L’ambiance créée par cette fête devenue artificielle me rend triste. Les rassemblements mondains, la course aux cadeaux, toutes ces lumières, cette poudre aux yeux… Je ne sais si d’autres le ressentent ainsi, mais Noël n’a pour moi rien de toute cette agitation.
Noël est devenu le temps des excès par excellence où on utilise la beauté d’un geste — le partage — pour inciter à une consommation excessive. Nous ne reconnaissons plus l’altruisme de ce geste qui implique toute la personne. Notre attitude de consommateur le rend désengageant et nous déresponsabilise vis-à-vis de l’autre. Une présence réelle et sincère n’engage pas qu’un jour de l’année. Poser un geste d’amour, de solidarité devrait être possible à tous moments. Alors que la pseudo magie de Noël orchestrée par les grands magasins, nous laisse croire au cadeau, l’objet, qui comble tous les désirs; notre âme, elle, reste avide de sollicitude, de fraternité et de liens tissés.

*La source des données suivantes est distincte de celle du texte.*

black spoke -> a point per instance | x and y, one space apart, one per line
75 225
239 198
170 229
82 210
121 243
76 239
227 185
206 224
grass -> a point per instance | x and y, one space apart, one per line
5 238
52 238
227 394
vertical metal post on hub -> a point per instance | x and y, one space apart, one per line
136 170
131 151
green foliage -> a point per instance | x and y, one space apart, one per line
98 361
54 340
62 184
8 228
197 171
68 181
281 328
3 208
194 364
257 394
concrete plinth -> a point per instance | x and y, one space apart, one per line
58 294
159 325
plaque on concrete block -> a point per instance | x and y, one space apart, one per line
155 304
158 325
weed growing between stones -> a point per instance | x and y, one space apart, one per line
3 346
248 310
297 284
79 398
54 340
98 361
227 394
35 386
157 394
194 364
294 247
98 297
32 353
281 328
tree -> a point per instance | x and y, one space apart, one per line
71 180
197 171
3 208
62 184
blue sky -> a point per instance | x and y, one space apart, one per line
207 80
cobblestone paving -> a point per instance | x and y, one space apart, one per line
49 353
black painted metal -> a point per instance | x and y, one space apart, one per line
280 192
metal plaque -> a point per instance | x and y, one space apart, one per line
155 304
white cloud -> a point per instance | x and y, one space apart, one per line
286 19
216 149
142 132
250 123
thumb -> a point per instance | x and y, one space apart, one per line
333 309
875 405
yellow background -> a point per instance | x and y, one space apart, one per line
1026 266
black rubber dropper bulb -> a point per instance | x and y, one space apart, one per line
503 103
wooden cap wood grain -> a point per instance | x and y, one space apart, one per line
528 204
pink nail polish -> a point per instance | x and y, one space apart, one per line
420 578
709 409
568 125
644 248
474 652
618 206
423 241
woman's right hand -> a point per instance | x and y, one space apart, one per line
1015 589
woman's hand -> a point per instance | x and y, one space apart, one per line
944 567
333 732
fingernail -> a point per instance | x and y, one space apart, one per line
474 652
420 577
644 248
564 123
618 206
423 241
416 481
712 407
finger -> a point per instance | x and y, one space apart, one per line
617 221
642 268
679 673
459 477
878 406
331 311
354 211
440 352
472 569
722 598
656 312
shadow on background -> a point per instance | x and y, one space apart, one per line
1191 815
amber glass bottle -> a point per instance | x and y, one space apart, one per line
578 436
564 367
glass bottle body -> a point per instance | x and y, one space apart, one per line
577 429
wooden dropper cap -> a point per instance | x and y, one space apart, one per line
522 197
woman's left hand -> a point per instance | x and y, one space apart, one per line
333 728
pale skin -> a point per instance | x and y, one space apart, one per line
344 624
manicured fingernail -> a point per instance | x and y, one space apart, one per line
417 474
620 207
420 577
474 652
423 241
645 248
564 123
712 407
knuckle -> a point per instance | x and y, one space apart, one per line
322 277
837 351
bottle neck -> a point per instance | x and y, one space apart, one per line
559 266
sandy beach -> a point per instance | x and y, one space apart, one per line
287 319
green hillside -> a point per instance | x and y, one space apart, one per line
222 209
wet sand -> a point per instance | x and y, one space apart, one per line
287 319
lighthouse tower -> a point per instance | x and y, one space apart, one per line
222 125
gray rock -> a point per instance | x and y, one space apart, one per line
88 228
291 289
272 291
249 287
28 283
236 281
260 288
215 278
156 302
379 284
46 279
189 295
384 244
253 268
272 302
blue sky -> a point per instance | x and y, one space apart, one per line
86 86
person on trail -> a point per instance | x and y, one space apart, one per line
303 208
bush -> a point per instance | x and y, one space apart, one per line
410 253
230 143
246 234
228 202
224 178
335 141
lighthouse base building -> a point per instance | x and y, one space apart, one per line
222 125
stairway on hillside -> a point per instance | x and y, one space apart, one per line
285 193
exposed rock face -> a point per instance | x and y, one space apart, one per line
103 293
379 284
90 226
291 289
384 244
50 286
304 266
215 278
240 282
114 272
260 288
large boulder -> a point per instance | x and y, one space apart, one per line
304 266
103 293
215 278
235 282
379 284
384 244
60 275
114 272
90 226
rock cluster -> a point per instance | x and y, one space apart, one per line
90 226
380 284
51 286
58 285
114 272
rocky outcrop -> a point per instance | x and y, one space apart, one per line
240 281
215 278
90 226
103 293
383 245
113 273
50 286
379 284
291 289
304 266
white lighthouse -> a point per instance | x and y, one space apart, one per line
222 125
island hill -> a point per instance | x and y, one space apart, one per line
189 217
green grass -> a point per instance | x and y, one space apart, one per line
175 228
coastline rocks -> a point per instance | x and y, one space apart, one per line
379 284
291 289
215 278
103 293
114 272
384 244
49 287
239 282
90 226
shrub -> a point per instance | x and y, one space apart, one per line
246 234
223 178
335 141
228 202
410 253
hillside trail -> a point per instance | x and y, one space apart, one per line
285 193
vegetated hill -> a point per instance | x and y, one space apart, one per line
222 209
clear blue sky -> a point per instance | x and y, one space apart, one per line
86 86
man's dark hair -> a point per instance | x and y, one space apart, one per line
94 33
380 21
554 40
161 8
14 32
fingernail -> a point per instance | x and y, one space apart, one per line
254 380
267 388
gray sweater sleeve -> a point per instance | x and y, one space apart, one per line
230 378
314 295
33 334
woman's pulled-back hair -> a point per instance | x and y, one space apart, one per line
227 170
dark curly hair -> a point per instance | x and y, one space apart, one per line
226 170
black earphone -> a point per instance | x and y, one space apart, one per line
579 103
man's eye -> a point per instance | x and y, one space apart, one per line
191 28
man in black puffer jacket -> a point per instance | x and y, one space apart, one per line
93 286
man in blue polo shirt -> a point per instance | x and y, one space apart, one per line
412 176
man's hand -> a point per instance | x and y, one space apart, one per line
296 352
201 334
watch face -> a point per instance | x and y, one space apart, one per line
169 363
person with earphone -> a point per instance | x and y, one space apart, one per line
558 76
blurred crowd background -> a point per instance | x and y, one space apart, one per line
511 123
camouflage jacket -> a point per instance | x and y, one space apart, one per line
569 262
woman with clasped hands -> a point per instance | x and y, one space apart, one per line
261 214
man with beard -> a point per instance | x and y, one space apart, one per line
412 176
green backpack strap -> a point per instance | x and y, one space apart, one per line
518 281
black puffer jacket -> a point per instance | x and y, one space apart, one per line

Que recherchons-nous au juste derrière tous ces excès? Une justification pour tant d’effort, pour toutes ces heures passées à travailler?
Notre rythme de vie axé sur le travail et l’argent qu’il génère nous entraîne toujours sur la même voie, celle de « l’auto-gratification ». On travaille pour se récompenser, pour combler le besoin inassouvissable d’euphories passagères que procurent chacun de ces objets! L’âne et sa carotte! Voilà ce que nous sommes! Des ânes qui courent derrière leur carotte! Avez-vous déjà réalisé que, dans cette image, il y a quelqu’un qui tient la dite carotte au bout d’une perche et, qu’en plus de se faire avoir, l’âne supporte celui qui le manipule de la sorte… De vrais ânes!
Où est donc le véritable contentement? Peut-on s’extraire de ce cycle de consommation? Chacun doit trouver sa réponse à cette question et pour y parvenir nous devons prendre du recul, s’extirper de ce feu roulant et prendre le temps de descendre au fond de soi.
Si vous assistez à une célébration de Noël, vous
entendrez ce texte en début de célébration. Il dit toute la grandeur du miracle qui se répète depuis des siècles : « Le peuple qui marchait dans les ténèbres a vu se lever une grande lumière… » , ma foi est dans l’avènement de cette Lumière qui illumine nos consciences pas dans celle qui brille sur les sapins. Laissons, nous aussi, nos consciences s’illuminer de cette lumière... Ne soyons plus les ânes des grands magasins!
Que la fête de Noël devienne un élan pour toute l’année,
illuminant nos consciences et notre regard sur la plénitude de la Vie.